Question

If \[A = \left[ {\begin{array}{*{20}{c}}2&2\\{ - 3}&2\end{array}} \right]\] and \[B = \left[ {\begin{array}{*{20}{c}}0&{ - 1}\\1&0\end{array}} \right]\] , then find \[{\left( {{B^{ - 1}}{A^{ - 1}}} \right)^{ - 1}}\].
A. \[\left[ {\begin{array}{*{20}{c}}2&{ - 2}\\2&3\end{array}} \right]\]
B. \[\left[ {\begin{array}{*{20}{c}}3&{ - 2}\\2&2\end{array}} \right]\]
C. \[\dfrac{1}{{10}}\left[ {\begin{array}{*{20}{c}}2&2\\{ - 2}&3\end{array}} \right]\]
D. \[\dfrac{1}{{10}}\left[ {\begin{array}{*{20}{c}}3&2\\{ - 2}&2\end{array}} \right]\]

Answer 1

Hint: First we will check whether the given matrices are invertible or not.
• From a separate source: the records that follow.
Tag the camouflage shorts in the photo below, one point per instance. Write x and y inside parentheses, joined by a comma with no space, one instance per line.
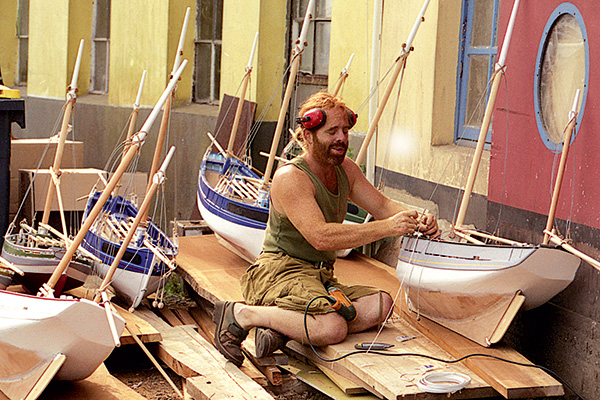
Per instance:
(291,283)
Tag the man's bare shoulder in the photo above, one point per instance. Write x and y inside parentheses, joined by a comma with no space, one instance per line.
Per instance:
(289,176)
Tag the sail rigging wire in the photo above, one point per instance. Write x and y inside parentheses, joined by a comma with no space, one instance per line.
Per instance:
(30,187)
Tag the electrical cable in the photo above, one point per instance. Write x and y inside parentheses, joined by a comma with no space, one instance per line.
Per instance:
(443,382)
(454,361)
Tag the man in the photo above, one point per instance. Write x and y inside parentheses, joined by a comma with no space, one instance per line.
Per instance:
(308,201)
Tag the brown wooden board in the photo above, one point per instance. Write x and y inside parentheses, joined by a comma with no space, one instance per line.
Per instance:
(99,386)
(395,377)
(191,356)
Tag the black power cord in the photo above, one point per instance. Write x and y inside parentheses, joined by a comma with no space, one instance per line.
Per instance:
(457,360)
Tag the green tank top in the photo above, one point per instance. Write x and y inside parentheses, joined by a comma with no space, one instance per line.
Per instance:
(281,235)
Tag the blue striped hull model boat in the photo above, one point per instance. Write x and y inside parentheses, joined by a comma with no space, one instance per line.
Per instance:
(228,203)
(149,259)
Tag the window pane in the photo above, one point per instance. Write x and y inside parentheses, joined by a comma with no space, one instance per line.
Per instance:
(100,66)
(23,27)
(562,73)
(23,54)
(322,48)
(205,17)
(217,76)
(202,72)
(306,64)
(218,35)
(323,9)
(102,19)
(478,79)
(483,22)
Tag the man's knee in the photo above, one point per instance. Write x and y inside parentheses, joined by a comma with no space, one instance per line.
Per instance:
(328,329)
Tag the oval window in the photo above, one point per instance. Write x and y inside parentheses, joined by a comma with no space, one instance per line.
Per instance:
(562,68)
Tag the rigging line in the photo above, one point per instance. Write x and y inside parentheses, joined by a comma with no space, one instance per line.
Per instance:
(484,96)
(30,187)
(568,228)
(374,90)
(255,127)
(218,129)
(505,158)
(391,132)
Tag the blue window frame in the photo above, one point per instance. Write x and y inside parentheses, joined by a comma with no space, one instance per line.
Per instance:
(477,56)
(562,67)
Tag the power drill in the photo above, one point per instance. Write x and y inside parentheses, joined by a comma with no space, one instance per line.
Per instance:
(340,302)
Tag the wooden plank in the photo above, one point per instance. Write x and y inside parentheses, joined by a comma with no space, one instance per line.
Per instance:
(101,385)
(395,377)
(209,374)
(511,381)
(209,269)
(214,273)
(315,378)
(184,316)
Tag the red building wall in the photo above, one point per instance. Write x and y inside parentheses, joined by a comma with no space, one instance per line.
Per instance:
(517,149)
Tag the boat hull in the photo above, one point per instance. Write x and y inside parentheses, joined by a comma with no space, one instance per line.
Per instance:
(139,272)
(78,329)
(239,222)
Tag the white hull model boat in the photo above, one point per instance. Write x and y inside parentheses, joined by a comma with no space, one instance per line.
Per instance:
(35,252)
(476,288)
(35,330)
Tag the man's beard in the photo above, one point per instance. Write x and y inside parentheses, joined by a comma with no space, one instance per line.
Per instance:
(323,153)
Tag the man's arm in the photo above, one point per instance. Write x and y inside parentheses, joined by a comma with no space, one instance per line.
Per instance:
(366,196)
(293,194)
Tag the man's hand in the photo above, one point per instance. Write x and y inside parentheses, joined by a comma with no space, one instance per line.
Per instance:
(428,225)
(404,222)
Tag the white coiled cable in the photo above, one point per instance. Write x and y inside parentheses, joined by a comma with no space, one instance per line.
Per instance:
(443,382)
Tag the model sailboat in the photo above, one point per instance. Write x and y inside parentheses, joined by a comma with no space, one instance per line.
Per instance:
(78,334)
(233,198)
(148,260)
(35,252)
(476,288)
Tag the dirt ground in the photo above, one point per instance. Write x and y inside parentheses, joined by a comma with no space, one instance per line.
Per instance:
(132,367)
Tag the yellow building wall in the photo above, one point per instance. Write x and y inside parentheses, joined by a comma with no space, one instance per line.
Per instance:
(351,31)
(420,144)
(8,41)
(148,42)
(53,45)
(241,20)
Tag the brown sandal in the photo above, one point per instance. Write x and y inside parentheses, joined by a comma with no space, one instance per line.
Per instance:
(229,335)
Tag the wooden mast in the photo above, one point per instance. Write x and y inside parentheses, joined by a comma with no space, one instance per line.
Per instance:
(296,55)
(157,179)
(343,75)
(487,118)
(240,106)
(134,113)
(562,165)
(70,103)
(164,122)
(132,122)
(398,67)
(137,142)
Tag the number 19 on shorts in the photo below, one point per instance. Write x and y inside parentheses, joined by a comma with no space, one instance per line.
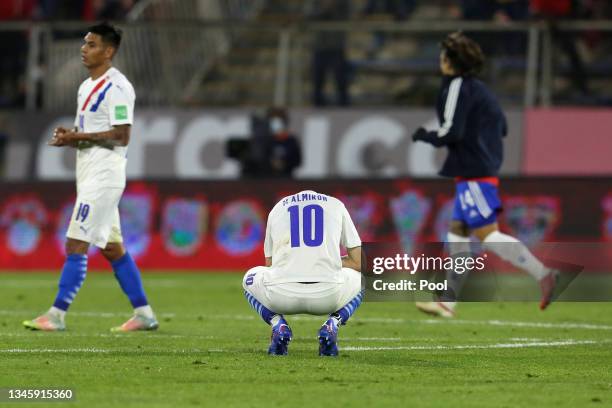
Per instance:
(83,212)
(310,223)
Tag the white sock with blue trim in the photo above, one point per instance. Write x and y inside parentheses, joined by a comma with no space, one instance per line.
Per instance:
(514,251)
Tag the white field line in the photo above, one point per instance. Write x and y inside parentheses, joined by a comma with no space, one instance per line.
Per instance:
(499,323)
(481,346)
(30,334)
(52,284)
(563,343)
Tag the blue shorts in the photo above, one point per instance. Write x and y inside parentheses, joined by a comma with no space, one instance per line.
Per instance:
(476,203)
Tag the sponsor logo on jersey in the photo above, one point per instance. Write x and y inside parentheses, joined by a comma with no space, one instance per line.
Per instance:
(120,112)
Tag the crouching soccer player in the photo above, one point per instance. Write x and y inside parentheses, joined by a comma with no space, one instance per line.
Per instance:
(304,271)
(102,132)
(472,128)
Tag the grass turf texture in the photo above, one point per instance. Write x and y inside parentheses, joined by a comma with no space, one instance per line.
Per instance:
(211,351)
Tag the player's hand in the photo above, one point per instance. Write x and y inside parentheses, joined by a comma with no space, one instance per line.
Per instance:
(61,137)
(419,134)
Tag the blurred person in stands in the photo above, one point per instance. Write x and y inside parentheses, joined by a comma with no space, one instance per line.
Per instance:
(399,9)
(501,12)
(283,152)
(14,52)
(328,51)
(552,11)
(472,127)
(116,10)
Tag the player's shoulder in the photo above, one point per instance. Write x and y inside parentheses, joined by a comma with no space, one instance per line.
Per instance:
(309,196)
(120,80)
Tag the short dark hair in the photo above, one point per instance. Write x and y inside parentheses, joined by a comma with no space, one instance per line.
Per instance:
(464,54)
(110,34)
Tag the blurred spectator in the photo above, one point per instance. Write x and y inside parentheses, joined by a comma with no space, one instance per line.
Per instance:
(116,10)
(329,50)
(399,9)
(282,150)
(271,150)
(14,52)
(3,144)
(501,11)
(552,11)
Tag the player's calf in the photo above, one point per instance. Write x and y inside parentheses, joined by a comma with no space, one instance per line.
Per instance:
(281,336)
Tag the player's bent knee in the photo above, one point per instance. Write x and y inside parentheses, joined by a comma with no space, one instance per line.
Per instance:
(113,251)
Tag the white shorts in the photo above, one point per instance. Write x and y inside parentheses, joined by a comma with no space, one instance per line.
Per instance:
(293,298)
(95,217)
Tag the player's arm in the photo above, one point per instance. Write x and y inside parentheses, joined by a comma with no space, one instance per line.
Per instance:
(58,141)
(456,108)
(117,136)
(352,259)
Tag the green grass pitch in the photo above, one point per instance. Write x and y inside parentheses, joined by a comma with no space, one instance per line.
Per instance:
(211,351)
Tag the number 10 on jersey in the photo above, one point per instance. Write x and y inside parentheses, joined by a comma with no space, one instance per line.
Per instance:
(310,223)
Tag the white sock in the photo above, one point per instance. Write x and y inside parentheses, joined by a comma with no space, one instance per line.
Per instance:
(514,251)
(145,311)
(275,319)
(337,320)
(57,312)
(457,245)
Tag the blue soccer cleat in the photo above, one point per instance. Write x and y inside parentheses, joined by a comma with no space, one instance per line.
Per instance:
(281,336)
(328,338)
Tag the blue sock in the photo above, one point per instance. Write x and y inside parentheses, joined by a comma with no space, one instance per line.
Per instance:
(128,275)
(73,275)
(347,311)
(265,313)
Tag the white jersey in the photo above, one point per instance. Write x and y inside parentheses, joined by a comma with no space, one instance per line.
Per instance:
(106,102)
(303,237)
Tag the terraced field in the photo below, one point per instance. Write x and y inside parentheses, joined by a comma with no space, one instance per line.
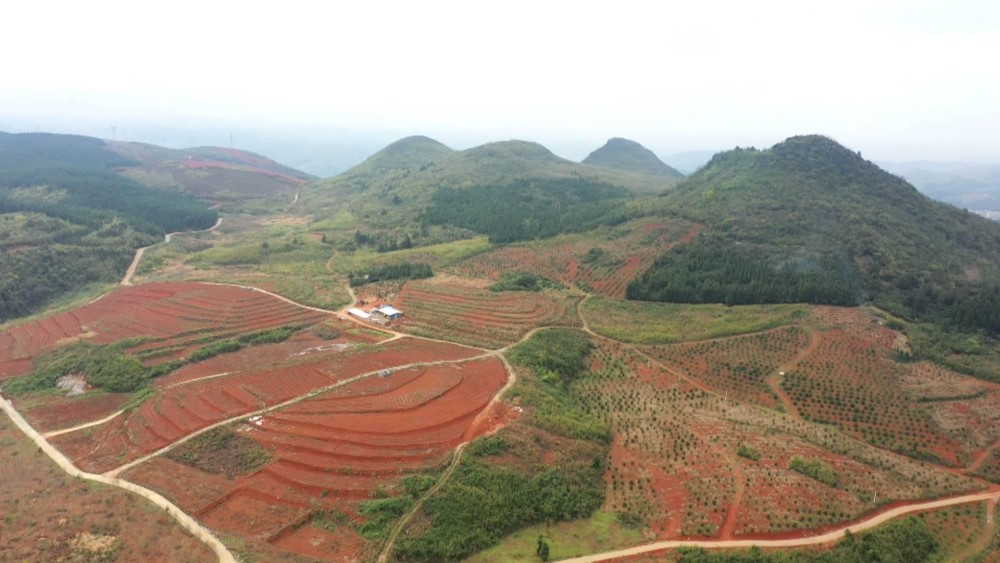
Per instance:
(332,451)
(460,311)
(604,267)
(176,318)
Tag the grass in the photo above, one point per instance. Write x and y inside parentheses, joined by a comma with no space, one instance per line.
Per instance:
(665,323)
(439,255)
(600,532)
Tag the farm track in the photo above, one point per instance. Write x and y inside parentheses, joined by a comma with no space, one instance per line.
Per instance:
(54,433)
(187,522)
(725,541)
(127,280)
(982,457)
(983,541)
(774,380)
(821,539)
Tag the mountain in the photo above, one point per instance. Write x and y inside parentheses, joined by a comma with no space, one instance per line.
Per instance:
(809,220)
(421,189)
(623,154)
(67,219)
(213,173)
(972,186)
(690,161)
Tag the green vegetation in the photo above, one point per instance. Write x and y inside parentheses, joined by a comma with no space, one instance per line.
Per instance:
(814,468)
(105,367)
(665,323)
(222,450)
(67,219)
(532,208)
(108,367)
(398,271)
(601,532)
(329,520)
(483,502)
(382,512)
(715,270)
(899,541)
(523,281)
(623,154)
(818,220)
(488,445)
(748,452)
(557,358)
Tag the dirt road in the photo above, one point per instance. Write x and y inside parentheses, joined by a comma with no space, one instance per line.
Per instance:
(127,280)
(183,519)
(821,539)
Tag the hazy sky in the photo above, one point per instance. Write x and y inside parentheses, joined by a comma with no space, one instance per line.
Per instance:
(894,79)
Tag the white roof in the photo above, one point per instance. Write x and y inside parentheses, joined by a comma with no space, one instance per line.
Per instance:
(389,310)
(358,313)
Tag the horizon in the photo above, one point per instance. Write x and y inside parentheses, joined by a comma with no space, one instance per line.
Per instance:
(898,81)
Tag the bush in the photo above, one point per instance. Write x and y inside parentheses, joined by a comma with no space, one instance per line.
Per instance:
(814,468)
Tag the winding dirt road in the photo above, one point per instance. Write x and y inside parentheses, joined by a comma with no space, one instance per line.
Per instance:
(821,539)
(127,280)
(188,523)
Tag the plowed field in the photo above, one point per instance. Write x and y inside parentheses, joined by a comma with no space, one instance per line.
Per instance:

To solve the question, we will apply the formula of the inverse of the matrix product. Again, apply the formula inverse of the inverse matrix. Then substitute the matrix A and B and solve it.

Formula Used:
A matrix A is invertible, if \[\left| A \right| \ne 0\].
Inverse of matrix product formula: \[{\left( {AB} \right)^{ - 1}} = {B^{ - 1}}{A^{ - 1}}\], where A and B invertible matrix.
Inverse of inverse matrix formula is \[{\left( {{A^{ - 1}}} \right)^{ - 1}} = A\]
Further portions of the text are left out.